As we inch our way closer to the general election, coverage is going to get ever more feverish. The long reads will get more breathless; minor policy announcements will be picked over as if the future of the nation rested on them; in hundreds of polls of varying type and methodology, each minor deviation will be jumped on as proof of a dramatic shift in public opinion; combinations of cliches bundled together in tedious speeches will be subjected to endless speculation about they what really mean.
This could easily become unbearable. So here are five tips on how best to wade through all this coverage. What are the signals you should be looking for in all the noise? And what can you happily ignore?
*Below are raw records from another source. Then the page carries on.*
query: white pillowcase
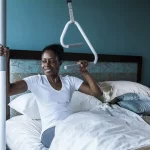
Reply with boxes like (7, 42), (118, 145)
(8, 93), (40, 119)
(8, 91), (101, 119)
(98, 81), (150, 102)
(70, 91), (102, 113)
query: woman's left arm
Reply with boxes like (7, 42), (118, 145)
(78, 60), (103, 101)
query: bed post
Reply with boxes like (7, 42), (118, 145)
(0, 0), (6, 150)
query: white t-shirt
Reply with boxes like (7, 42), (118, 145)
(24, 75), (83, 133)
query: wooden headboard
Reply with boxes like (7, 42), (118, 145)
(6, 50), (142, 119)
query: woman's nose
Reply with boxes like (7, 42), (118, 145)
(46, 61), (51, 66)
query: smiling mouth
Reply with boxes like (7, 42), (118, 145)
(45, 69), (52, 73)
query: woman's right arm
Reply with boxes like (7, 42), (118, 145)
(0, 45), (27, 96)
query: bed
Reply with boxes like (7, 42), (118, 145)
(6, 50), (150, 150)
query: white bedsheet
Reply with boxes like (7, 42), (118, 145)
(6, 115), (47, 150)
(6, 105), (150, 150)
(50, 105), (150, 150)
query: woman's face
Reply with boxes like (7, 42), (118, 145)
(42, 50), (61, 76)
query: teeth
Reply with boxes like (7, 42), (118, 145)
(45, 70), (51, 72)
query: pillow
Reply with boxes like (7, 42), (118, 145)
(98, 81), (150, 102)
(115, 93), (150, 101)
(70, 91), (102, 113)
(8, 91), (102, 119)
(8, 93), (40, 119)
(118, 100), (150, 115)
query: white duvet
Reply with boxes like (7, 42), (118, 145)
(6, 105), (150, 150)
(50, 105), (150, 150)
(6, 115), (48, 150)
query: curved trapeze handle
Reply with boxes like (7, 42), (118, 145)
(60, 0), (98, 69)
(64, 62), (94, 70)
(60, 21), (83, 48)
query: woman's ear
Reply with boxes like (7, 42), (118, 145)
(60, 61), (62, 66)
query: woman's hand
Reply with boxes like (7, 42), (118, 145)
(77, 60), (88, 74)
(0, 44), (10, 60)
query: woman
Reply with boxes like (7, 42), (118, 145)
(0, 44), (103, 148)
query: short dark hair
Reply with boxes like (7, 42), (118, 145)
(41, 44), (64, 61)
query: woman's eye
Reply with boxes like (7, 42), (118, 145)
(42, 60), (46, 63)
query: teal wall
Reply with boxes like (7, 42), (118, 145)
(7, 0), (150, 85)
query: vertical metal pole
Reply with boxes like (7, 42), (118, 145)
(0, 0), (6, 150)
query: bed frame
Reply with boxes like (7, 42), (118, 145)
(6, 50), (142, 119)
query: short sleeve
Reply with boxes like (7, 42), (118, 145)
(69, 76), (83, 91)
(23, 75), (38, 91)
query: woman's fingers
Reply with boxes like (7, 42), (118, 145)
(0, 44), (9, 57)
(78, 60), (88, 72)
(0, 45), (4, 56)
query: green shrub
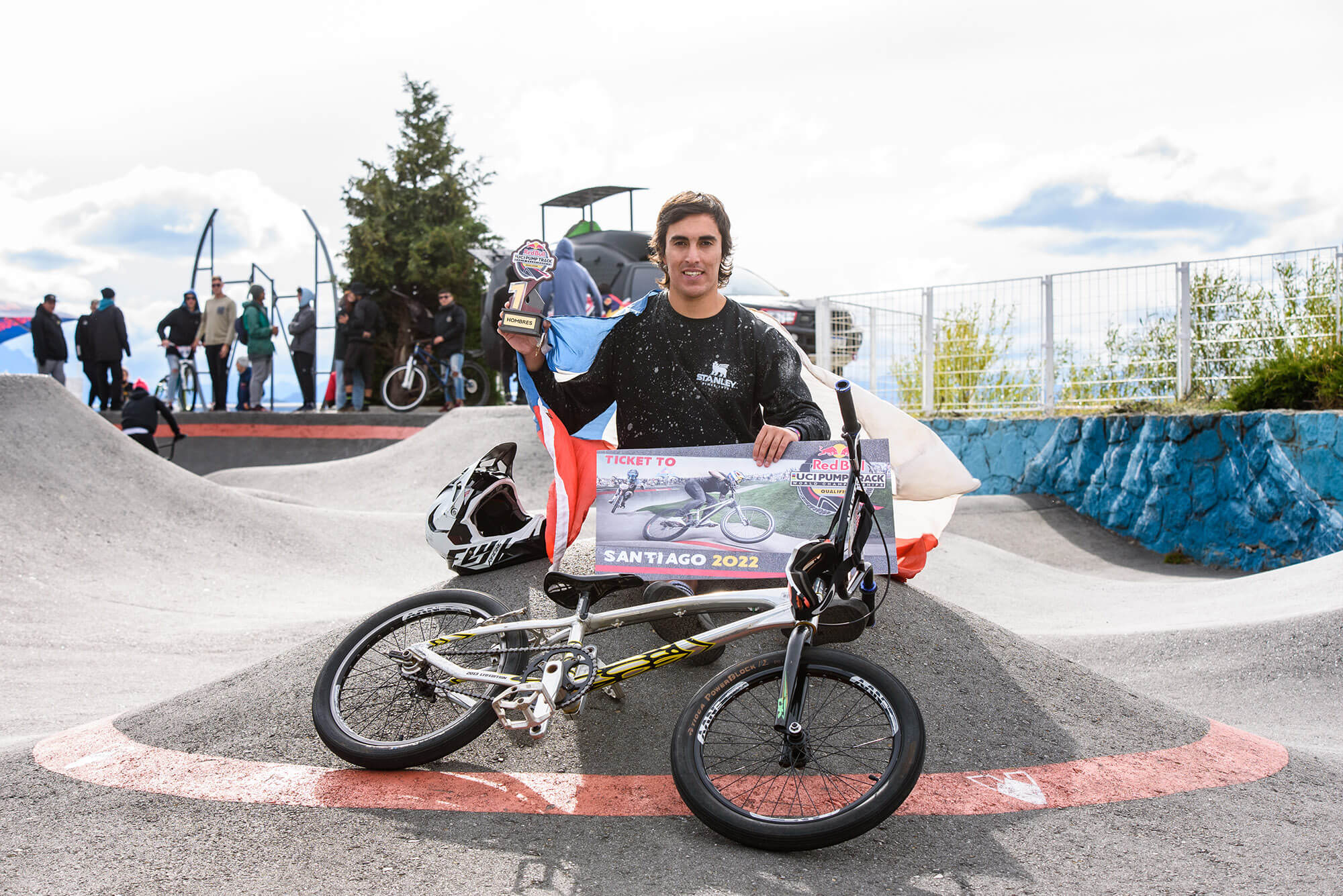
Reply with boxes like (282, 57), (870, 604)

But before that a quick note on timing: the election is going to be in the autumn, it was always going to be in the autumn. Thankfully Sunak has dampened the speculation somewhat by saying that. He hasn’t killed it as there is nothing stopping him changing his mind. But, barring a miraculous change in the Tory poll ratings, it will be in the autumn. When exactly in the autumn is not important, but it will probably be later rather than earlier given the strategy is to wait for people to notice economic improvements.[i]
1. Don’t overread polls
I’ll start with a tip that should be obvious and yet remains widely ignored. There are now ten polling companies doing regular surveys in the UK plus another three or four who do them sporadically. That’s about 40 polls a month and as we get closer to the election many of those firms will start polling more regularly. In the past YouGov have moved to daily polls during the formal campaign. With all these polls these is a lot of random variation due to the margin of error, for most that’s 2 or 3% in either direction.[ii] In December the pollster “We Think” had Labour leads of 16pts, 20pts, 21pts, 14pts, and 17pts. That is just natural variation – nothing changed in the real world to account for those differences.
On top of that we will get, just by the law of averages, occasional “rogue” polls that are wrong outside the margin of error.[iii] These can get people very excited, especially if they happen close to polling day. Ten days before the 1997 election an ICM poll found the Labour lead at just 5%, everyone went mental, but it was rogue.
All of which means the best thing to do for now is just check polling averages. Politico do one as does Sky. That will keep you from freaking out over movements in single polls. Averages aren’t perfect because pollsters use different methodologies, leading to persistent “house effects”, which can’t all be right. But for now they show direction of travel far better than trying to scan every poll. As we get closer to the election I will delve into the different methodologies, why they produce different numbers, and which ones I think make most sense.
2. Poll leads are only part of the story
Most coverage of polling, even if avoids too much emphasis on random variation in individual polls, focuses exclusively on the gap between the two main parties. This does, of course, matter. But in a first past the post system the ways votes are distributed matters too. A lot. In 2005 Labour won by three points and had a majority of 66. In 2010 the Conservatives won by seven points and were 20 seats short of a majority. That was all about distribution.
Which means projecting a result from poll numbers is not at all straightforward.